Previously, researchers had worried most about when patients with CKD would progress to “end-stage” disease, which requires kidney dialysis. That’s hardly surprising: this end state is expensive to treat, hard on patients, makes other conditions worse and so is life-threatening. But Nenova, consulting with CKD-specialist physician John Hotchkiss at the Pittsburgh VA Hospital and the University of Pittsburgh Medical Center, wondered if the progression could be halted or at least slowed far earlier—and whether an improved appointment schedule based on individual patients might improve care more than the current “one size fits all” federal guidelines. These guidelines match up patients with different appointment schedules (seen every 12, 6, 3, or 1.5 months) based on their CKD disease stage, but no other information.

“If two patients are very similar in terms of their [medical] history, then it’s very likely that they are going to progress in the same manner.”—Zlatana Dobrilova Nenova, University of Denver

With the help of PSC’s Rick Costa, the researchers ran their “case-based reasoning” model for predicting the likely course of individual patients’ cases on the Bridges supercomputer at PSC. Nenova then fed these predictions into a simpler model, run on a normal computer, which calculated the optimal appointment schedule using the federal guidelines as a starting point. One surprising result was that the patients with the most advanced CKD did not necessarily rate the most frequent appointments. In retrospect, Nenova suspects, this reflects the fact that these patients have progressed to the point at which preventive appointments would no longer help them. They need to go to dialysis. In a more expected result, the models did recommend more frequent visits for patients with less advanced CKD but who had multiple other health conditions. Another application of the work is that a given clinic can use the models to tell, based on their total patient population, how many appointments their patients are likely to need. This in turn may give warning of when clinics need to hire more people. Future work may focus on specifying which type of appointment—for example, cardiologist vs. kidney specialist—each patient needs the most.

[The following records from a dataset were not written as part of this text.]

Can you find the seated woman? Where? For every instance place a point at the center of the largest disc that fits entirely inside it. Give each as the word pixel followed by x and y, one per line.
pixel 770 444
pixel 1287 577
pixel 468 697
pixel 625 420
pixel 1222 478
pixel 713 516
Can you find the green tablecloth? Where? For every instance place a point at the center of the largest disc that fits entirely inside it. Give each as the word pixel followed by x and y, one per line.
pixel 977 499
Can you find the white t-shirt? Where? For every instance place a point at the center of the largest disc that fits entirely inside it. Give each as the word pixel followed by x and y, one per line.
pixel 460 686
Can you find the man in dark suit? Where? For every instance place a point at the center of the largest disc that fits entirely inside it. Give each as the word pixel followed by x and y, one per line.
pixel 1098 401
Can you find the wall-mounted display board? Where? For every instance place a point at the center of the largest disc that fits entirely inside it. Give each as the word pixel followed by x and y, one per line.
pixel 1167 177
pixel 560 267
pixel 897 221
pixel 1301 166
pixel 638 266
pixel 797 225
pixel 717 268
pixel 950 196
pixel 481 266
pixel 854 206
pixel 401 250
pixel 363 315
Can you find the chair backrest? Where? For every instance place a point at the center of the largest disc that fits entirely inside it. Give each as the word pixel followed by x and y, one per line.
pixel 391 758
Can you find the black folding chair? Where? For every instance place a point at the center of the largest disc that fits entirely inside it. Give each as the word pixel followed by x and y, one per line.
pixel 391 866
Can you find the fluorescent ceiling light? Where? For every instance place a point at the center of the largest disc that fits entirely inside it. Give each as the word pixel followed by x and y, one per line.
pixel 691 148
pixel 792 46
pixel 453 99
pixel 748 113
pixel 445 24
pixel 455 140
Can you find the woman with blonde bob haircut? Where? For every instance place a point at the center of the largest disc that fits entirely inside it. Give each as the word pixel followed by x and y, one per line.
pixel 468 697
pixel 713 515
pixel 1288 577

“In the models, you’re looking at a huge amount of data and pulling only a couple of instances that were similar enough to your new individual; that was very computationally intensive … I tried to use my laptop for it at first and it … would literally crash … At that point, my advisor got an email from PSC … and using your resources I was able to speed the thing enough that I could graduate in four years. I probably would have stayed there for another two years if I’d had to use even a very good desktop [computer].”—Zlatana Dobrilova Nenova, University of Denver

Deeper Dive: Case-Based Reasoning

To predict patients’ likely futures, Nenova developed a “case-based reasoning” model. This model looked at the entirety of each patient’s medical record over the previous 12 months, comparing it to a database of 215,821 patient cases. The idea was to match the patient being treated to others who were most similar over 12 months, looking at how the others progressed in the 13th month to predict how that month would go for the patient. One problem the researchers had to face was that they didn’t know ahead of time which medical data would be important, so they wanted to look at everything in the database. The flip side of that was the risk of irrelevant information overwhelming a few, more important, data points. Drawing on Hotchkiss’s clinical experience, Nenova’s computer model focused on signs and symptoms that showed the fastest, biggest changes before patients in the database grew sicker. Another issue was deciding how many similar people they needed to compare to the patient. Was the most similar case to the patient’s enough to predict his or her progression, or did comparing to more than one person improve the prediction? And if you made more than one comparison, should the model pay more attention to the cases most like the patient than to those a little less like the patient?

The final model, which balanced all these concerns in mining the massive database, proved too complex to run on a laptop or desktop computer. Applying Bridges’ raw power to that model, which was expressed in the statistical package R just as it was on her desktop, provided predictions for each patient’s likely progression.